監理の手柄
市川の超高層マンションでは、検査機関の検査の有効性が示された形になりました。しかし、本来、これは、監理が指摘すべき問題で、監理が空洞化しているのではないかという批判もありました。

東麻布の超高層マンションでは、監理が問題を指摘したようです。

東麻布・超高層マンションの鉄筋施工ミス、内勤の監理者が発見|ケンプラッツ


2007/12/18

 竹中工務店が鉄筋の一部を取り違えて施工した超高層賃貸マンション(東京都港区東麻布)で、鉄筋取り違えは同社の工事監理担当者が最初に見つけた。建設現場で監理に立ち会っていた施工管理の担当者に伝えて、対処を促した。同社がこのほど明らかにした。
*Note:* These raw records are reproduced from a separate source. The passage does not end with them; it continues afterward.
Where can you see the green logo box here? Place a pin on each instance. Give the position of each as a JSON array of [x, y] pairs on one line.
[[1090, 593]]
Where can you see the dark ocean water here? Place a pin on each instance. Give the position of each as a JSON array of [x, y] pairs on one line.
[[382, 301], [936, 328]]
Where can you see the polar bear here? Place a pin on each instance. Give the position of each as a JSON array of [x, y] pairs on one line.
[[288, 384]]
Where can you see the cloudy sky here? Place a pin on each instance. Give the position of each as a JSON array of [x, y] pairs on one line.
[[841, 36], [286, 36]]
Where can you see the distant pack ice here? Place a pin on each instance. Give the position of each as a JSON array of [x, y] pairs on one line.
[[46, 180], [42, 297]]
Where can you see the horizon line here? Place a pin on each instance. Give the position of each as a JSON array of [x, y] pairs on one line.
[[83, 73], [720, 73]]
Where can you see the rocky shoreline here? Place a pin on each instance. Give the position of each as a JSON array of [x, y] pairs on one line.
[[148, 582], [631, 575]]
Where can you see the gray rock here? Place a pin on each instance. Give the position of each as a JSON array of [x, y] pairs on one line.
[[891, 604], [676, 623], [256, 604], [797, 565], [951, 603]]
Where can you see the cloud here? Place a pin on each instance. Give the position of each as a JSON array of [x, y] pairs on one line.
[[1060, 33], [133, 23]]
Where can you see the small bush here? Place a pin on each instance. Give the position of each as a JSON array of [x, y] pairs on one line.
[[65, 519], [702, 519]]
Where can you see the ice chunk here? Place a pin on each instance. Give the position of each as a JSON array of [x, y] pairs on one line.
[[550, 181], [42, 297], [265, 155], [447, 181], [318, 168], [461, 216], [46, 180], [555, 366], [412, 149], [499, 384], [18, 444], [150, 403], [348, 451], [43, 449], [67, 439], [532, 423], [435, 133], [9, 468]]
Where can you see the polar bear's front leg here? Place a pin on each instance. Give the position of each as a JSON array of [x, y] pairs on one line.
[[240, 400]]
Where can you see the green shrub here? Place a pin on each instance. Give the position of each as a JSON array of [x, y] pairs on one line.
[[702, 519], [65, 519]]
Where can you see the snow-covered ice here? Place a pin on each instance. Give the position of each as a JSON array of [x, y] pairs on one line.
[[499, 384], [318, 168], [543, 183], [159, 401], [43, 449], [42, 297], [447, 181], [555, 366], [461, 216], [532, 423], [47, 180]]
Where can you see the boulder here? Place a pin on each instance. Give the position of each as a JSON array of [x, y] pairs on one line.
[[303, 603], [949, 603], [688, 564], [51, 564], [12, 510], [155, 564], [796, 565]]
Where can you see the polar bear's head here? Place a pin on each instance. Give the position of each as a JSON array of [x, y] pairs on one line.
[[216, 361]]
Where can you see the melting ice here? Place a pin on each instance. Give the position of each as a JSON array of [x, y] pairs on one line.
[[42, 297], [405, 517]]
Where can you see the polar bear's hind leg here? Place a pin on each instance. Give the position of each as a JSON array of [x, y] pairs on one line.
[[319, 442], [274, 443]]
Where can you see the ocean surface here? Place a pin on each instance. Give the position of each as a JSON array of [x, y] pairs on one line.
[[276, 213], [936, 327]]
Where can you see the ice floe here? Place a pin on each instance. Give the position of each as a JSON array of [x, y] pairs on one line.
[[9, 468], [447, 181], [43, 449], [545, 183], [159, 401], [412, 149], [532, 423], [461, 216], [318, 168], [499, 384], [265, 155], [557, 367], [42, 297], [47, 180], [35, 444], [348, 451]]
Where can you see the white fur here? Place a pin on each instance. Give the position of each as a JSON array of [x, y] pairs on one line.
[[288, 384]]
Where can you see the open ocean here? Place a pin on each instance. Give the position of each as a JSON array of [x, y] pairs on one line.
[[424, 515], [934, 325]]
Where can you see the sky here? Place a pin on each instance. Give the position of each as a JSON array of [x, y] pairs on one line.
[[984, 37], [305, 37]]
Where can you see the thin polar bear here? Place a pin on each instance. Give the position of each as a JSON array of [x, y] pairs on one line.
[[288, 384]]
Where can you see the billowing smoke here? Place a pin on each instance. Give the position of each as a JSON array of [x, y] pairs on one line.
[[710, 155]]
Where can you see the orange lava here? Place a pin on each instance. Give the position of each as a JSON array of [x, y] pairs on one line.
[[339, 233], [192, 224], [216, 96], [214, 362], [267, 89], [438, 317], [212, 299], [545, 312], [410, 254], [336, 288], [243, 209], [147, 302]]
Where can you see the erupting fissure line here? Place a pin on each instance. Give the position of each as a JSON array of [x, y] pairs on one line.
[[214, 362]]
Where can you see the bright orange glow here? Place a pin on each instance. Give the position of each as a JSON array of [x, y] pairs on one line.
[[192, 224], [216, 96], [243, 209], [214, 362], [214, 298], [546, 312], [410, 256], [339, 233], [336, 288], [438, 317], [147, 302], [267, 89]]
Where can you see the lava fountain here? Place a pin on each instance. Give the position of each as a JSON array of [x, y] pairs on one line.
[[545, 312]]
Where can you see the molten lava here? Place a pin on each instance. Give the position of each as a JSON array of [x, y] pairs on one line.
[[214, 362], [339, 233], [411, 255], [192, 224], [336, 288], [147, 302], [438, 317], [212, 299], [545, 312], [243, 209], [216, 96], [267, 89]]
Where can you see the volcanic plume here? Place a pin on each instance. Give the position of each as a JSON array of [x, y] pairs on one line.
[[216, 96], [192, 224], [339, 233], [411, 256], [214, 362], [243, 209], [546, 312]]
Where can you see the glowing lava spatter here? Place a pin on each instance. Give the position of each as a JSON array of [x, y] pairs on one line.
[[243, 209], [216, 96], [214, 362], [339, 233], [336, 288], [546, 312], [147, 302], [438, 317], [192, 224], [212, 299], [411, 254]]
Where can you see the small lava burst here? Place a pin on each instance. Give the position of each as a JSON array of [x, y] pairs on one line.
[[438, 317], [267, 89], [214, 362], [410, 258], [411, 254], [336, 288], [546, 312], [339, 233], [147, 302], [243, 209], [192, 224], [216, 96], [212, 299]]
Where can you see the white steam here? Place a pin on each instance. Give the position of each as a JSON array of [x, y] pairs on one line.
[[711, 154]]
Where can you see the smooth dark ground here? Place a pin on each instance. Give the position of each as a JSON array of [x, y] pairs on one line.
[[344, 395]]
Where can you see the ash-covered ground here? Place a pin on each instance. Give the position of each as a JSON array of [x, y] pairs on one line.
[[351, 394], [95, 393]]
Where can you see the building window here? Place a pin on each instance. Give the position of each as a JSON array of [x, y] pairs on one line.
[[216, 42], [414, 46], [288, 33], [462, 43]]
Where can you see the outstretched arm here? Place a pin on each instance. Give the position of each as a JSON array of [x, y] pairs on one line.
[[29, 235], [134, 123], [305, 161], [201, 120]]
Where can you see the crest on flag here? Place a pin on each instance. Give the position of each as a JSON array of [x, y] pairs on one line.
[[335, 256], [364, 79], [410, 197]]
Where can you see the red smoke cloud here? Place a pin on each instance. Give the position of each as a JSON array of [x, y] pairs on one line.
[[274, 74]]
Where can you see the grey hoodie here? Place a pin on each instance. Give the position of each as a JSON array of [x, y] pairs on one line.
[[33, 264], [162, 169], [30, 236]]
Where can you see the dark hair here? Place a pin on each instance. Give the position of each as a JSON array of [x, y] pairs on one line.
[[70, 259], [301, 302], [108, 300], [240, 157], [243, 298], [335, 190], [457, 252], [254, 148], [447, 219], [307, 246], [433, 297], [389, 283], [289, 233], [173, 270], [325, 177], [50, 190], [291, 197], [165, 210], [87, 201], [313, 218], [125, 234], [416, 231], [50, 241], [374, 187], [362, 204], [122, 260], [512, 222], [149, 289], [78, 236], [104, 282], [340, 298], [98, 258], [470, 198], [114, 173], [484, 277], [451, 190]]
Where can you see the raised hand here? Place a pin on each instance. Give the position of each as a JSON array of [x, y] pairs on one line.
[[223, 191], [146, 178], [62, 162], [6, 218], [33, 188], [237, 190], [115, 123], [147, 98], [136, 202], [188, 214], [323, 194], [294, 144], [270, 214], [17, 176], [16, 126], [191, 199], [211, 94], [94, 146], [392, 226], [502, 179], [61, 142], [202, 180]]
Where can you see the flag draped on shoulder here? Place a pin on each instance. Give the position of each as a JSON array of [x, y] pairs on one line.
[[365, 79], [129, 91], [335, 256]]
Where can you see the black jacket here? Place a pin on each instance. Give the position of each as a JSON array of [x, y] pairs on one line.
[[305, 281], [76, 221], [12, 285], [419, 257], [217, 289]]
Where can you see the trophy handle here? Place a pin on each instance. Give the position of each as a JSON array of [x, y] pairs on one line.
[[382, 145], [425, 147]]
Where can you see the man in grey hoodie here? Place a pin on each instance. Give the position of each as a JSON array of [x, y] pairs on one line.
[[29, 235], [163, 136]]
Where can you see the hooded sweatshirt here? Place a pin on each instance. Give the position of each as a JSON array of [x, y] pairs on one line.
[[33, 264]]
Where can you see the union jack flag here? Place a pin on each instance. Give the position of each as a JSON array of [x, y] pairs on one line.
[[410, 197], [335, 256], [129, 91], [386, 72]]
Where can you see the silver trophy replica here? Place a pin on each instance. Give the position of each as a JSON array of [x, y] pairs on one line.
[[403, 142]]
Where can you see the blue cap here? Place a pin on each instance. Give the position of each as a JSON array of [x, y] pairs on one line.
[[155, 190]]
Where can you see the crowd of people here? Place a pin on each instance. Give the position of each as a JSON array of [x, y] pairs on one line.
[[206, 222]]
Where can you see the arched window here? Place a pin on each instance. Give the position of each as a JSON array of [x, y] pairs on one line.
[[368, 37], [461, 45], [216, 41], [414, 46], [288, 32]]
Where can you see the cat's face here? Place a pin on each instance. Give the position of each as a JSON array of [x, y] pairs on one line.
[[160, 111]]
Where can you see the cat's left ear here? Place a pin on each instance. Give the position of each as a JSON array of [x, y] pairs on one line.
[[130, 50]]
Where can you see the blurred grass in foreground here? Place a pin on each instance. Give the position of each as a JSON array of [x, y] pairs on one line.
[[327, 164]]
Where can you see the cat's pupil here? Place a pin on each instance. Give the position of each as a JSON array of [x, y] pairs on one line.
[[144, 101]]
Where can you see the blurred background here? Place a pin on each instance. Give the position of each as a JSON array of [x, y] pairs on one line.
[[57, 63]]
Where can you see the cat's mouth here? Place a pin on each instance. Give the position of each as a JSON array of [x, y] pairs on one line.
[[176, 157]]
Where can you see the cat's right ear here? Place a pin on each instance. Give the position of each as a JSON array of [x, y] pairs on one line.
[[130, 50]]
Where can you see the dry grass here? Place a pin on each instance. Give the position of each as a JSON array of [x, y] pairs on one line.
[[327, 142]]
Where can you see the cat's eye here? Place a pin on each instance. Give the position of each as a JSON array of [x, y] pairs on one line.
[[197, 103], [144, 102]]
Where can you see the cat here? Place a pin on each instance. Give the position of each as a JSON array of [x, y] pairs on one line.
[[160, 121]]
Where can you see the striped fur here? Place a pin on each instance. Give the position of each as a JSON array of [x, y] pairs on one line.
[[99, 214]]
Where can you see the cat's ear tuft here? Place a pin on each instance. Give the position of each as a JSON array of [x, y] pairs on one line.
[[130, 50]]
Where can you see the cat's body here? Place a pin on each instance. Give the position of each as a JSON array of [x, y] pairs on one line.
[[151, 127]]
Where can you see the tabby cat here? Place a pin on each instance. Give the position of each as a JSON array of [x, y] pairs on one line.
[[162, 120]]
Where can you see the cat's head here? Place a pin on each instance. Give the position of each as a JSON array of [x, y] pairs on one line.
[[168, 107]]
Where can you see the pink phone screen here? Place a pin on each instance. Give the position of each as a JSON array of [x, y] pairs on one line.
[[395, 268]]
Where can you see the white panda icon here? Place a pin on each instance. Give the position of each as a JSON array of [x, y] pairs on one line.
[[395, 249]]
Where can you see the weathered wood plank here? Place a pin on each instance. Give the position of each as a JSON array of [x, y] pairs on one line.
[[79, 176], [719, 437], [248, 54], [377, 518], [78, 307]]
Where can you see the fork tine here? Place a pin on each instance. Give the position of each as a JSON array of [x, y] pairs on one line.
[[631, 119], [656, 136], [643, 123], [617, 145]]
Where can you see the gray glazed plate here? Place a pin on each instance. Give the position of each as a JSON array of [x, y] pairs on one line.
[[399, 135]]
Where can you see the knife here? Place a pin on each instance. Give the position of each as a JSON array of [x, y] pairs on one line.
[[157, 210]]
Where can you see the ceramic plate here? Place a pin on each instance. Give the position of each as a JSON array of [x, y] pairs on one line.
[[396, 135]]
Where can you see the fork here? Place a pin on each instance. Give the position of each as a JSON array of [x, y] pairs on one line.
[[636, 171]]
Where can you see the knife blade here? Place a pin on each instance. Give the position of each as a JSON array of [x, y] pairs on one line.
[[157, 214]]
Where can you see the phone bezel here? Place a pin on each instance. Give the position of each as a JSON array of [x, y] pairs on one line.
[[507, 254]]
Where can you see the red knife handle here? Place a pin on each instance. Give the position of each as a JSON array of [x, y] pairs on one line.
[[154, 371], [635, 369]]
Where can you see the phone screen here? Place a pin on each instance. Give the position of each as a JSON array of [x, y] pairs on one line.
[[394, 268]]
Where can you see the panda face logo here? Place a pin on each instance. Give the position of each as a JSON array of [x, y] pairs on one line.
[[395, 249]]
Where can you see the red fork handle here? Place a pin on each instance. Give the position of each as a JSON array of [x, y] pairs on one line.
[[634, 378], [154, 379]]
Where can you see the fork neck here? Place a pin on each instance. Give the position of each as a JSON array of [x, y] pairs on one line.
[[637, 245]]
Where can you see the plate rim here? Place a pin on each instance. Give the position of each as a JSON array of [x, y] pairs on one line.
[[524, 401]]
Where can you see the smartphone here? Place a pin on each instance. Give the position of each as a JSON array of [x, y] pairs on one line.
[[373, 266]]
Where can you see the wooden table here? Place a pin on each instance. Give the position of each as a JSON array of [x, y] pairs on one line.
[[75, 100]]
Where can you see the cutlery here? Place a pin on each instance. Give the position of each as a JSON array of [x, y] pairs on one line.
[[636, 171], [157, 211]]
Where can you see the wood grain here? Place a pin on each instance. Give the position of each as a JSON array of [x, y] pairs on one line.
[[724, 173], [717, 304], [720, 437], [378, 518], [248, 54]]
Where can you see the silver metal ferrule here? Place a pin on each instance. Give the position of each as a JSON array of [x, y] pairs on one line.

 このマンションでは、鉄筋加工会社が地下1階基礎梁用の鉄筋を誤って8階と9階の梁用に加工し、現場作業所に納入した。竹中工務店の施工管理担当者はこの取り違えを、納入時の鉄筋の検査と配筋検査で見落とした。取り違えを発見したのは、工事監理を担当する内勤の社員だった。

 同社は12月3日、鉄筋を取り違えた8階と9階の再施工に着工した。補修でなく解体・再施工を選択した理由を、同社広報部は「補修によって梁に当初の設計と同等の強度を持たせようとすれば、梁断面が大きくなり、設計通りの居室を確保できない恐れがあったからだ」と説明している。

設計、施工、監理と、それぞれの責任が果たされなくてはなりません。検査機関は、その枠組みからみれば、外の存在です。

監理といっても、これまでは、施工の問題を指摘することは難しかったかもしれません。むしろ、いかに、問題を表面化させないかが努力の目標だったのかもしれません。

しかし、今は、問題を放置することが重大な問題につながるということが明らかになっています。このため、監理としての本来の業務が期待されるようになっているのかもしれません。

検査機関の役割を増やすことよりも、監理がきちんと責務を果たすことの方が、建築の健全化には役に立つと思います。そのための環境を整えるべきだと思います。

公的な取り締まりや、検査機関の役割の強化は、建築にとっては、二次的なものにすぎないと思います。そこに、力を注ぎすぎては、現場が空洞化してしまうでしょう。

今回の監理の位置付けは、厳密に言うと、設計、施工、監理の役割分担とは、少しニュアンスが異なる監理かもしれません。しかし、今回、監理が監理としての任務を果たしたことは、これまでのことを考えると、「手柄」だと思います。

当然のことといえば、当然なのですが……。